The US government has told a federal judge that it would make a branded version of the morning-after pill available to all women over-the-counter without age restrictions.
Under current laws, only girls aged 15 and older can purchase the morning-after pill without a prescription.
However in April, US district judge Edward Korman ruled that the drug should be made available over-the-counter and without age restrictions.
The women's rights groups said the federal government's decision to comply with a New York judge's ruling giving all girls easy access to emergency contraception could be "a move forward for reproductive justice."
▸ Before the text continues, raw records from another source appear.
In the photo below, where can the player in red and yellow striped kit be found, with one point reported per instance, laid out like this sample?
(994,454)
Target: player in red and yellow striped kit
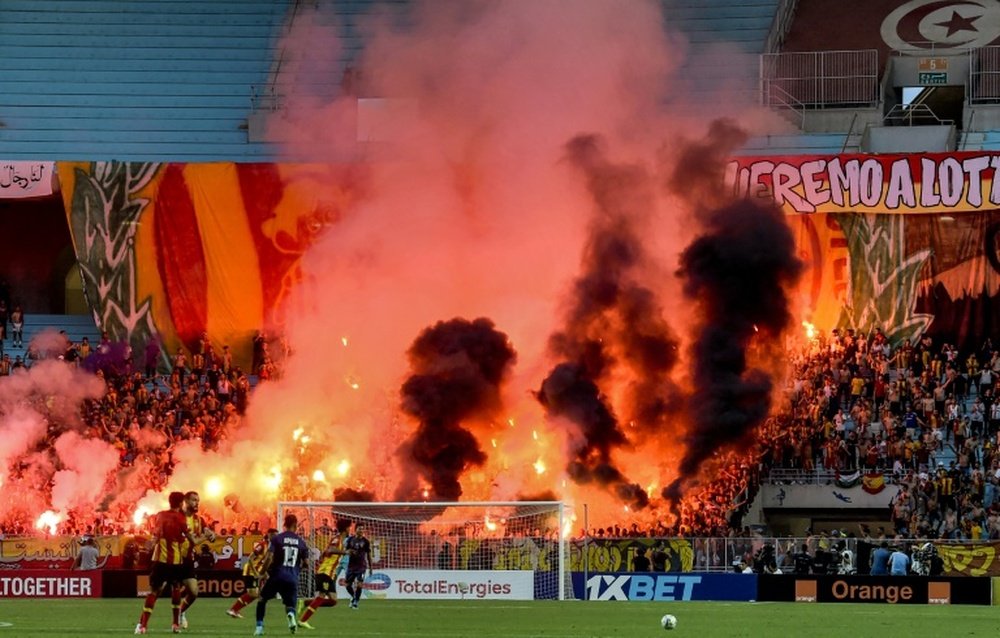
(253,574)
(199,532)
(326,579)
(170,539)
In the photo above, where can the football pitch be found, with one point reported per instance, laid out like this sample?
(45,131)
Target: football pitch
(468,619)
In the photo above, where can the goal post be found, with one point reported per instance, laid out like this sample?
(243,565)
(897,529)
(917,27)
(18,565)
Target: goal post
(514,550)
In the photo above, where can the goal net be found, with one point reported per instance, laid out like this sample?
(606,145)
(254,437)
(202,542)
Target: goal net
(475,551)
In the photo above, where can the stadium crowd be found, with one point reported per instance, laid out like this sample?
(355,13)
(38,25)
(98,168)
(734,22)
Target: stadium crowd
(924,416)
(852,402)
(151,403)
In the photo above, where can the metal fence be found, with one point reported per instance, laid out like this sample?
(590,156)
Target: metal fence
(724,555)
(820,79)
(984,75)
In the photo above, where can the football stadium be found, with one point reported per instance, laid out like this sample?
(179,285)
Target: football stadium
(499,318)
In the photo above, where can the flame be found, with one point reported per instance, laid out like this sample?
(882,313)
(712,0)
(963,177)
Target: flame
(50,520)
(811,331)
(567,529)
(273,480)
(214,487)
(140,514)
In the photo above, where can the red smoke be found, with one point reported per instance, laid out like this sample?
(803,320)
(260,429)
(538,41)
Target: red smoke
(475,208)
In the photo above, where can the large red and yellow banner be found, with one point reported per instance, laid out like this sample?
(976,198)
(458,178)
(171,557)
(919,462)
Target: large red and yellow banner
(904,243)
(907,244)
(180,250)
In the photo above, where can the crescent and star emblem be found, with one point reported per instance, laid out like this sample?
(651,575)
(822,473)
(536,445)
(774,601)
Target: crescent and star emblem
(942,26)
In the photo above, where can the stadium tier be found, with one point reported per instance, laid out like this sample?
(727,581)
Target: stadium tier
(570,299)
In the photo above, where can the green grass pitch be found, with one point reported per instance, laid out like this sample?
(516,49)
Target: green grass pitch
(542,619)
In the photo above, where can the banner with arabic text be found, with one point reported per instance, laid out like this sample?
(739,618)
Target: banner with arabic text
(20,180)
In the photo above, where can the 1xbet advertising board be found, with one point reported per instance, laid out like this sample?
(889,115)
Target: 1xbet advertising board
(664,586)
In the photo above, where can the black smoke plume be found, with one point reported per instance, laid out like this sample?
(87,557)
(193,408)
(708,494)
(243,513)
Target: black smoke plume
(613,322)
(457,369)
(736,274)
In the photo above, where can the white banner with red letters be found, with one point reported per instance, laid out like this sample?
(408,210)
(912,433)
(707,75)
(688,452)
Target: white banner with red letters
(26,179)
(426,584)
(54,583)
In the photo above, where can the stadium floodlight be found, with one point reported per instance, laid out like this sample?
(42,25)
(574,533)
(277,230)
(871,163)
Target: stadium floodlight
(475,550)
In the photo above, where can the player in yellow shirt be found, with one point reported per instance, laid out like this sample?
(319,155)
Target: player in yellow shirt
(200,532)
(326,579)
(253,574)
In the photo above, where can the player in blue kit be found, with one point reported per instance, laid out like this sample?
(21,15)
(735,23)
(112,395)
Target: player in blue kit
(287,553)
(359,562)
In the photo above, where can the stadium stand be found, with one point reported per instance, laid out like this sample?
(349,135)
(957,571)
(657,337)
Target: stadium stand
(134,80)
(180,79)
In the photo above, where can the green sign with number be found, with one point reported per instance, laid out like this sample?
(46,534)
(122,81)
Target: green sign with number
(932,78)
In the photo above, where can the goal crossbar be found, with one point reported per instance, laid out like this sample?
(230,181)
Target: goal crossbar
(451,539)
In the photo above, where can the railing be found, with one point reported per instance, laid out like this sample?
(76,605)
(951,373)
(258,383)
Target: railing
(720,555)
(783,476)
(984,75)
(821,79)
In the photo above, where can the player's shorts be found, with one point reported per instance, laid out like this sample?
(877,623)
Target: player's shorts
(355,576)
(326,584)
(251,582)
(288,590)
(188,568)
(165,573)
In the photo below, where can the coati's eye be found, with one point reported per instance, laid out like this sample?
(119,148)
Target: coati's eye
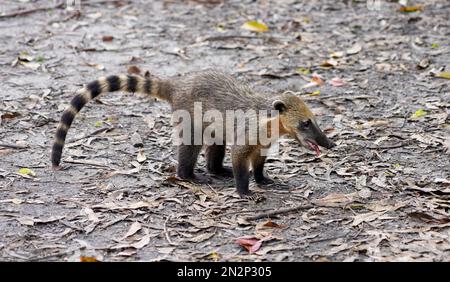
(305,124)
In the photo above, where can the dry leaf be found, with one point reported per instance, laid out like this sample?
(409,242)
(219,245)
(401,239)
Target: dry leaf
(201,237)
(27,171)
(336,199)
(366,217)
(337,82)
(251,244)
(141,156)
(134,70)
(410,9)
(142,243)
(355,49)
(255,26)
(134,228)
(443,75)
(107,38)
(88,259)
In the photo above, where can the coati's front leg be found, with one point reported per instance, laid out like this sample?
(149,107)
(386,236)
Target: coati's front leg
(258,169)
(214,161)
(240,157)
(187,158)
(241,172)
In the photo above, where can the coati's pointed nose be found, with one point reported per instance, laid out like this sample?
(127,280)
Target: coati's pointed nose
(331,144)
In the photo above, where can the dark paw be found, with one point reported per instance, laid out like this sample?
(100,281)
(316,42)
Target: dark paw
(264,180)
(223,172)
(197,179)
(251,196)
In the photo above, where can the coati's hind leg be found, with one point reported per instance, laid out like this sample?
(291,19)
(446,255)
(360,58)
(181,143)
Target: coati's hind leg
(258,170)
(187,158)
(214,161)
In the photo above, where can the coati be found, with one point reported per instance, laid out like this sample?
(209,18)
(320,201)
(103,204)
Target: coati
(214,90)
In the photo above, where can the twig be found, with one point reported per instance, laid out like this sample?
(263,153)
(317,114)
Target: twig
(30,11)
(166,233)
(280,211)
(98,131)
(238,212)
(13,146)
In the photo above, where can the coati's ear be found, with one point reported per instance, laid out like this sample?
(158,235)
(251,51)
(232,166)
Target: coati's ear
(279,106)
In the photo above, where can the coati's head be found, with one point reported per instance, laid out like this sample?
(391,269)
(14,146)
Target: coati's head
(299,122)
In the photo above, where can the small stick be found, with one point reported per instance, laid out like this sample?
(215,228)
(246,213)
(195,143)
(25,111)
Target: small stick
(13,146)
(30,11)
(98,131)
(166,233)
(280,211)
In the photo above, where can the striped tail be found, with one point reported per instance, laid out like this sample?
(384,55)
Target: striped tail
(128,83)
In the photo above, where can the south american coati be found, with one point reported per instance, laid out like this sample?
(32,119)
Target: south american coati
(214,90)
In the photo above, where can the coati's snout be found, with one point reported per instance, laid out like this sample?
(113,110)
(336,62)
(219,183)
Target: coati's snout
(299,122)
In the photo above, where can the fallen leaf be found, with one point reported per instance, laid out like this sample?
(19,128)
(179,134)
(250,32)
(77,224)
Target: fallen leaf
(336,199)
(107,38)
(338,54)
(317,79)
(330,63)
(141,156)
(410,9)
(445,75)
(127,252)
(314,93)
(337,82)
(10,115)
(96,66)
(134,70)
(251,244)
(134,228)
(355,49)
(88,259)
(255,26)
(366,217)
(428,218)
(418,114)
(304,71)
(201,237)
(26,220)
(268,224)
(27,171)
(142,243)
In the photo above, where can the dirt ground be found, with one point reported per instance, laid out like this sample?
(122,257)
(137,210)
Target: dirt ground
(381,195)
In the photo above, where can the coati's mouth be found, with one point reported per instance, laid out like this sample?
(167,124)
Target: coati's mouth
(313,146)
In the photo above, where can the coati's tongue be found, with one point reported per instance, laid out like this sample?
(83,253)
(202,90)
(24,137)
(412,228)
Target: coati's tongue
(314,146)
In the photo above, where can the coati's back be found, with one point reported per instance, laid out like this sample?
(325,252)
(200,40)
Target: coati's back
(215,90)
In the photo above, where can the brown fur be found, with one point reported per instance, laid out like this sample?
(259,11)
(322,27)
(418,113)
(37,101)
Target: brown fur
(215,90)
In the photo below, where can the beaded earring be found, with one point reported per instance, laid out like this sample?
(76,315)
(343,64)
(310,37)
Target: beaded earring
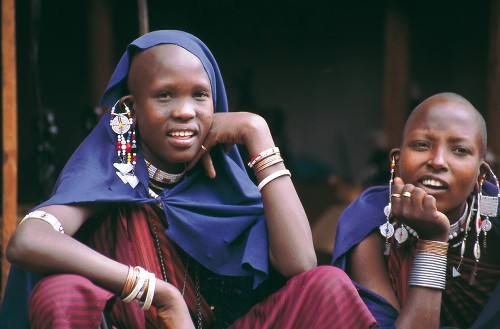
(121,122)
(387,229)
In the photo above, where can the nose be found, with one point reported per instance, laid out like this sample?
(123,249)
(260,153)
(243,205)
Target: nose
(438,159)
(184,109)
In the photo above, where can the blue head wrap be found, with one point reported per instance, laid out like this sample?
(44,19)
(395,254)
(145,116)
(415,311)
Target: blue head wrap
(219,222)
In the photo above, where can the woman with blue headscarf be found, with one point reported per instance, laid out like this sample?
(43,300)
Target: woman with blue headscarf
(155,223)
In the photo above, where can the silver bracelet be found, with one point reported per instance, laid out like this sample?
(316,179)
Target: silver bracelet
(273,176)
(429,270)
(46,217)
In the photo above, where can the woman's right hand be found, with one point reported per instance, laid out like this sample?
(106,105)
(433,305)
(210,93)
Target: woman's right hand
(171,310)
(419,211)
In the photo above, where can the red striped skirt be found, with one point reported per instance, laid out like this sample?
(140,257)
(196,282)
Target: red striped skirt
(323,297)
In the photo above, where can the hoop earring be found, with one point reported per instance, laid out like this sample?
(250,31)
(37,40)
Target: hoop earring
(387,229)
(122,124)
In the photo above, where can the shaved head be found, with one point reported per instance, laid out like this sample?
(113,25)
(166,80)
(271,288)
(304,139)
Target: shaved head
(463,104)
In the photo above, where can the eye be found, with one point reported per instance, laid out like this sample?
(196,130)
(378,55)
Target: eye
(164,95)
(461,150)
(420,145)
(202,95)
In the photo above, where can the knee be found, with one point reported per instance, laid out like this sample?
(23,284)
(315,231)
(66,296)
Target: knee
(328,276)
(62,301)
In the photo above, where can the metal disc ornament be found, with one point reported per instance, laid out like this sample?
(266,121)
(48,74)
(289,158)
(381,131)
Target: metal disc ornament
(387,210)
(486,225)
(401,234)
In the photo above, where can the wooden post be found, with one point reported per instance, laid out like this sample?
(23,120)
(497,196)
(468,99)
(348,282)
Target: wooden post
(9,129)
(493,111)
(142,6)
(396,67)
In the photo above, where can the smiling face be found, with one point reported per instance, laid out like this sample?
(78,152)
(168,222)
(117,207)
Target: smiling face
(171,98)
(442,151)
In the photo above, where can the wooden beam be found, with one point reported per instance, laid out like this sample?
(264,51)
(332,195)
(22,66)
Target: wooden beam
(142,9)
(9,129)
(396,68)
(492,116)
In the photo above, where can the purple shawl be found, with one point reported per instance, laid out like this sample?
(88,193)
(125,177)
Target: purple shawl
(366,214)
(219,222)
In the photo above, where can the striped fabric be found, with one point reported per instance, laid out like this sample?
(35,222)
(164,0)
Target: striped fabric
(321,298)
(461,301)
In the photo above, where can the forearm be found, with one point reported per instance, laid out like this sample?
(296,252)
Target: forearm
(36,247)
(290,241)
(421,309)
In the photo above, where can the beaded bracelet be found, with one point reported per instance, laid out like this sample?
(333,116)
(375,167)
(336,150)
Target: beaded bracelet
(46,217)
(273,176)
(139,286)
(263,154)
(267,162)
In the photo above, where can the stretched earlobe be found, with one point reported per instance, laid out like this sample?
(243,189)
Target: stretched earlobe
(394,158)
(394,155)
However, the conservatives and other opponents of the pill's misuse argue the drug's availability takes away the rights of parents of girls who could get it without their permission.
In February this year a report said that the use of the morning-after pill in the US was on the rise. Some 11 percent of sexually active women had used the morning-after pill, up from 4 percent in 2002, according to the US Centers for Disease Control and Prevention.
One in four women aged 20-24 had used the drug, compared with one in nine women overall.
The CDC surveyed more than 12,000 females aged 15-44 from 2006-10.
Overall, about one in five women who had never been married had taken a morning-after pill, compared with just one in 20 married women.
Of the women who used the pill, 59 percent said they had done it only once, 24 percent said twice, and 17 percent said three or more times.